Our Take
This is a vendor-published resource guide masquerading as industry analysis; no independent data supports the 'defining advantage' claim, and the piece offers no benchmarks, timelines, or failure case studies.
Why it matters
Sponsors running multi-site trials spend millions on lab infrastructure and data integrity. A poor central lab choice cascades into protocol delays and failed recruitment, but the market lacks transparent comparison frameworks.
Do this week
Trial sponsors: Audit your current central lab contract for turnaround time SLAs and sample rejection rates before the next protocol amendment window closes in Q3.
Central Labs Anchor Modern Trial Operations
Fierce Biotech has published a resource guide positioning central laboratories as essential infrastructure for clinical trials. The framing argues that as trials grow more complex—involving more sites, longer duration, and tighter regulatory oversight—centralized lab services have moved from operational convenience to strategic differentiator.
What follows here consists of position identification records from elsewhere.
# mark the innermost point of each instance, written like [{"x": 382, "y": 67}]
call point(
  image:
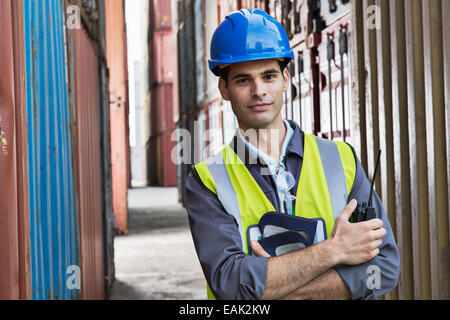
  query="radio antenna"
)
[{"x": 373, "y": 179}]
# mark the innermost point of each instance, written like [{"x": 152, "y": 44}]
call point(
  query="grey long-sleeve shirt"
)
[{"x": 231, "y": 274}]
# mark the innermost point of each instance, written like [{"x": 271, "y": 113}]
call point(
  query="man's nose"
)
[{"x": 258, "y": 89}]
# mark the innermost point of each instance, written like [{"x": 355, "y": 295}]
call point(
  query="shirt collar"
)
[{"x": 253, "y": 155}]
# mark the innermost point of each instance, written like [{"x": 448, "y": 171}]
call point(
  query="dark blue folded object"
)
[
  {"x": 279, "y": 233},
  {"x": 282, "y": 243},
  {"x": 292, "y": 223}
]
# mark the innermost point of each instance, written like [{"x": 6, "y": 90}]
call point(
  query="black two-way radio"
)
[{"x": 365, "y": 211}]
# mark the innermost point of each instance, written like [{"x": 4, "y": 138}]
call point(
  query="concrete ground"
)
[{"x": 157, "y": 259}]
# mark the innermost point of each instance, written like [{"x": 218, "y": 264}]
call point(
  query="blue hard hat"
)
[{"x": 248, "y": 35}]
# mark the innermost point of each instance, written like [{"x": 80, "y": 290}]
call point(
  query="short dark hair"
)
[{"x": 226, "y": 71}]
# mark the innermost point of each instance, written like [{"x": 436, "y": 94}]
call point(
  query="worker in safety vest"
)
[{"x": 272, "y": 165}]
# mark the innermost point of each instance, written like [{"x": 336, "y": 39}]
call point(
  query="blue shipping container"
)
[{"x": 54, "y": 235}]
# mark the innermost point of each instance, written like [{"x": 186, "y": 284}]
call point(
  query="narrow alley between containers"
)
[
  {"x": 105, "y": 105},
  {"x": 157, "y": 259}
]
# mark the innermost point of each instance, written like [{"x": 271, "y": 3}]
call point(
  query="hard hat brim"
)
[{"x": 215, "y": 65}]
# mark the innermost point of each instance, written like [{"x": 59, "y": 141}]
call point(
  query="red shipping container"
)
[
  {"x": 88, "y": 164},
  {"x": 162, "y": 109},
  {"x": 161, "y": 14}
]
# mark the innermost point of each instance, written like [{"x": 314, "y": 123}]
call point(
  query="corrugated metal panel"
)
[
  {"x": 162, "y": 109},
  {"x": 334, "y": 92},
  {"x": 186, "y": 57},
  {"x": 116, "y": 58},
  {"x": 404, "y": 93},
  {"x": 14, "y": 222},
  {"x": 53, "y": 210},
  {"x": 88, "y": 162},
  {"x": 162, "y": 20},
  {"x": 164, "y": 56},
  {"x": 210, "y": 26},
  {"x": 108, "y": 214},
  {"x": 199, "y": 53}
]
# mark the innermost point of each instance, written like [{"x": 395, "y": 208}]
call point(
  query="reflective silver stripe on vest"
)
[
  {"x": 334, "y": 174},
  {"x": 225, "y": 190}
]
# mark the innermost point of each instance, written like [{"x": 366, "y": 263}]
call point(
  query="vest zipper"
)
[{"x": 274, "y": 185}]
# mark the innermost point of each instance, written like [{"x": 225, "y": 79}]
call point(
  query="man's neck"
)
[{"x": 269, "y": 139}]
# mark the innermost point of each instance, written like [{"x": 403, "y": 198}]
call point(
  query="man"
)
[{"x": 233, "y": 189}]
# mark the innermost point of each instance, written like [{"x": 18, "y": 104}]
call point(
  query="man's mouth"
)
[{"x": 261, "y": 106}]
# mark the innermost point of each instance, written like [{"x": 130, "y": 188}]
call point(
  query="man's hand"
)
[{"x": 356, "y": 243}]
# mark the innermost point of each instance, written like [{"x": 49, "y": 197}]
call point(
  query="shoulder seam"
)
[{"x": 197, "y": 177}]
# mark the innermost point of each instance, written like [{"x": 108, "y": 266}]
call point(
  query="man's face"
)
[{"x": 255, "y": 90}]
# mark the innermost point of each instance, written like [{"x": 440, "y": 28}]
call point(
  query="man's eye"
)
[{"x": 242, "y": 81}]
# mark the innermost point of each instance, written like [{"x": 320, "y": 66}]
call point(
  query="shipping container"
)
[
  {"x": 14, "y": 202},
  {"x": 400, "y": 82},
  {"x": 54, "y": 236},
  {"x": 84, "y": 69},
  {"x": 163, "y": 48},
  {"x": 117, "y": 64},
  {"x": 374, "y": 73}
]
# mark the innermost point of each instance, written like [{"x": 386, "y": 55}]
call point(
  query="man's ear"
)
[
  {"x": 286, "y": 79},
  {"x": 223, "y": 89}
]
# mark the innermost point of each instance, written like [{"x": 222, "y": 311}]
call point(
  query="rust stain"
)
[{"x": 3, "y": 142}]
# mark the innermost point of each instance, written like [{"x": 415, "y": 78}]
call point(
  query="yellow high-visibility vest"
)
[{"x": 326, "y": 178}]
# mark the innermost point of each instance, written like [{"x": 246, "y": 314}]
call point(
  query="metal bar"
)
[
  {"x": 330, "y": 57},
  {"x": 342, "y": 51}
]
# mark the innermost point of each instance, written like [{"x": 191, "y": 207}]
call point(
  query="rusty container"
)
[
  {"x": 116, "y": 59},
  {"x": 85, "y": 75}
]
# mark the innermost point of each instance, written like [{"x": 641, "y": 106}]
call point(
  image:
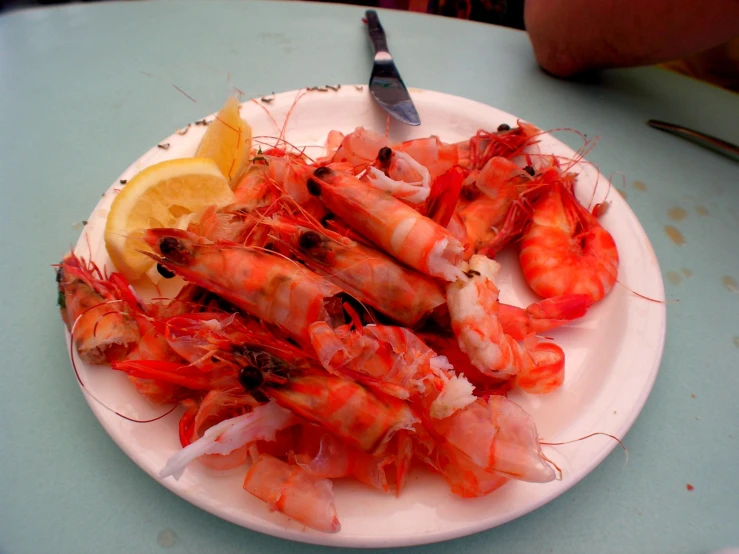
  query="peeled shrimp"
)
[{"x": 293, "y": 491}]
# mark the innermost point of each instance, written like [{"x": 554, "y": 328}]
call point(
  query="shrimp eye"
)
[
  {"x": 323, "y": 172},
  {"x": 384, "y": 155},
  {"x": 174, "y": 250},
  {"x": 250, "y": 378},
  {"x": 309, "y": 239},
  {"x": 164, "y": 272},
  {"x": 313, "y": 187}
]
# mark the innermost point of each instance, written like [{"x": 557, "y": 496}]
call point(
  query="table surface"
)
[{"x": 86, "y": 89}]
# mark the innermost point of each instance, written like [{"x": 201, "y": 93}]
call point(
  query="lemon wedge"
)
[
  {"x": 227, "y": 141},
  {"x": 166, "y": 194}
]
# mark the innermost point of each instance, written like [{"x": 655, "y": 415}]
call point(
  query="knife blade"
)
[
  {"x": 386, "y": 85},
  {"x": 707, "y": 141}
]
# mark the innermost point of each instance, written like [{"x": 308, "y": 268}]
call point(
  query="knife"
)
[
  {"x": 707, "y": 141},
  {"x": 386, "y": 86}
]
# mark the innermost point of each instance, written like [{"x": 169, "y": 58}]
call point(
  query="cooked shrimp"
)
[
  {"x": 368, "y": 275},
  {"x": 401, "y": 176},
  {"x": 359, "y": 148},
  {"x": 544, "y": 371},
  {"x": 344, "y": 408},
  {"x": 473, "y": 307},
  {"x": 542, "y": 316},
  {"x": 465, "y": 478},
  {"x": 472, "y": 153},
  {"x": 436, "y": 156},
  {"x": 223, "y": 438},
  {"x": 497, "y": 436},
  {"x": 324, "y": 455},
  {"x": 293, "y": 491},
  {"x": 566, "y": 250},
  {"x": 272, "y": 288},
  {"x": 94, "y": 312},
  {"x": 397, "y": 228},
  {"x": 394, "y": 361}
]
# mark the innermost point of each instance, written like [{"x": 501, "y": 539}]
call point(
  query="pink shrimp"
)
[
  {"x": 344, "y": 408},
  {"x": 436, "y": 156},
  {"x": 473, "y": 307},
  {"x": 393, "y": 361},
  {"x": 544, "y": 371},
  {"x": 497, "y": 436},
  {"x": 473, "y": 153},
  {"x": 565, "y": 250},
  {"x": 367, "y": 274},
  {"x": 263, "y": 284},
  {"x": 93, "y": 309},
  {"x": 323, "y": 455},
  {"x": 400, "y": 175},
  {"x": 359, "y": 148},
  {"x": 397, "y": 228},
  {"x": 465, "y": 478},
  {"x": 542, "y": 316},
  {"x": 293, "y": 491}
]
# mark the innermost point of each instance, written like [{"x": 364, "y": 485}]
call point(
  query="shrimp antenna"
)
[
  {"x": 620, "y": 443},
  {"x": 87, "y": 391}
]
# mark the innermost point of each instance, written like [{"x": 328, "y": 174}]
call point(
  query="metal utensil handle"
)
[
  {"x": 376, "y": 32},
  {"x": 710, "y": 140}
]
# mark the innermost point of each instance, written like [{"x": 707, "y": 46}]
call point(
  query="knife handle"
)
[{"x": 376, "y": 32}]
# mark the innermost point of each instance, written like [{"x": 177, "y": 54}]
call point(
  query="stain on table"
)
[
  {"x": 677, "y": 213},
  {"x": 674, "y": 278},
  {"x": 675, "y": 235},
  {"x": 730, "y": 283},
  {"x": 167, "y": 538},
  {"x": 700, "y": 210}
]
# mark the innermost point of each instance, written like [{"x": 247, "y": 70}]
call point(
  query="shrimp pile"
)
[{"x": 341, "y": 319}]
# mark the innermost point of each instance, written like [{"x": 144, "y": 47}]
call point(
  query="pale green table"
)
[{"x": 86, "y": 89}]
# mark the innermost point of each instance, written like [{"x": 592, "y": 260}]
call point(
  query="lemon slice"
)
[
  {"x": 227, "y": 141},
  {"x": 162, "y": 195}
]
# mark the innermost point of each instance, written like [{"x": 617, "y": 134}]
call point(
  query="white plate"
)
[{"x": 613, "y": 353}]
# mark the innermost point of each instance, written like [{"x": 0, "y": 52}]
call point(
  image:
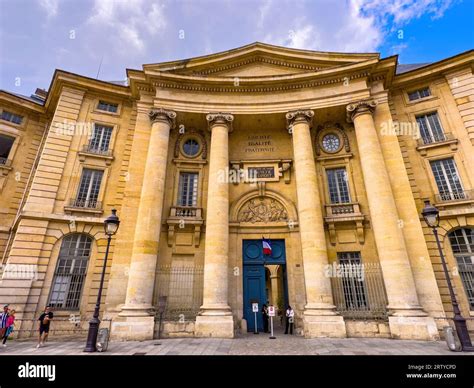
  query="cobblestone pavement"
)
[{"x": 249, "y": 344}]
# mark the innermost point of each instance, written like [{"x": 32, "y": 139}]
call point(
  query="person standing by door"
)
[
  {"x": 265, "y": 318},
  {"x": 45, "y": 321},
  {"x": 290, "y": 318},
  {"x": 10, "y": 327},
  {"x": 4, "y": 320}
]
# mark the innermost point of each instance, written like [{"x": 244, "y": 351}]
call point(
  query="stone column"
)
[
  {"x": 215, "y": 318},
  {"x": 320, "y": 318},
  {"x": 406, "y": 317},
  {"x": 136, "y": 320},
  {"x": 421, "y": 266}
]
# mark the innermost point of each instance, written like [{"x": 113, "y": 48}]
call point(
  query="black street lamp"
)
[
  {"x": 111, "y": 225},
  {"x": 431, "y": 216}
]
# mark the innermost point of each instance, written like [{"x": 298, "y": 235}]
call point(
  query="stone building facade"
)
[{"x": 327, "y": 156}]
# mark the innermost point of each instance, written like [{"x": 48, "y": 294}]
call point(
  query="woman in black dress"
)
[{"x": 265, "y": 318}]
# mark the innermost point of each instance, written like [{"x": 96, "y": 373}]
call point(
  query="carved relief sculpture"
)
[{"x": 263, "y": 210}]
The piece cites three broad categories: scientific factors (assay standardization, data quality), operational factors (throughput and turnaround), and logistical factors (sample handling, chain of custody). No independent benchmarks are provided.
The Sponsor's Real Problem Isn't Lab Capability—It's Visibility
Central labs do standardize assay methodology across sites, reduce inter-lab variance, and simplify regulatory reporting. That is baseline table stakes, not a differentiator. What actually separates a functional partnership from a costly drag is turnaround time, sample rejection rates, and responsiveness to protocol amendments mid-trial. None of those metrics appear in this guide.
Sponsors routinely cite lab delays as a top three reason for trial timeline slippage, yet most evaluate labs on compliance pedigree and brand reputation rather than operational KPIs. A vendor-published resource that avoids naming benchmarks (sample-to-result SLAs, rejection rates by assay type, amendment response time) is not helping sponsors make that distinction.
How to Actually Evaluate a Central Lab Partnership
Ask for: historical turnaround times (p50 and p95, not average), rejection rates and root causes by assay, documented response time to protocol amendments, and customer references from trials closed in the last 18 months. Demand audited data, not reference panels.
Insist on pilot feasibility studies with your actual protocol and sample volumes before contract signature. Performance drift is real; a lab's historical speed means nothing if your trial's assay mix or sample volume exceeds their proven capacity.
Lock turnaround SLAs into the contract with penalty clauses tied to key milestones (enrollment hold-ups, interim analysis delays). Most lab contracts are cost-plus with soft timelines; that transfers all scheduling risk to the sponsor.
Finally, do not confuse accreditation with operational excellence. CAP or ISO certification confirms they won't corrupt samples; it does not confirm they will report results in 48 hours or handle 2,000 samples per week without backlog.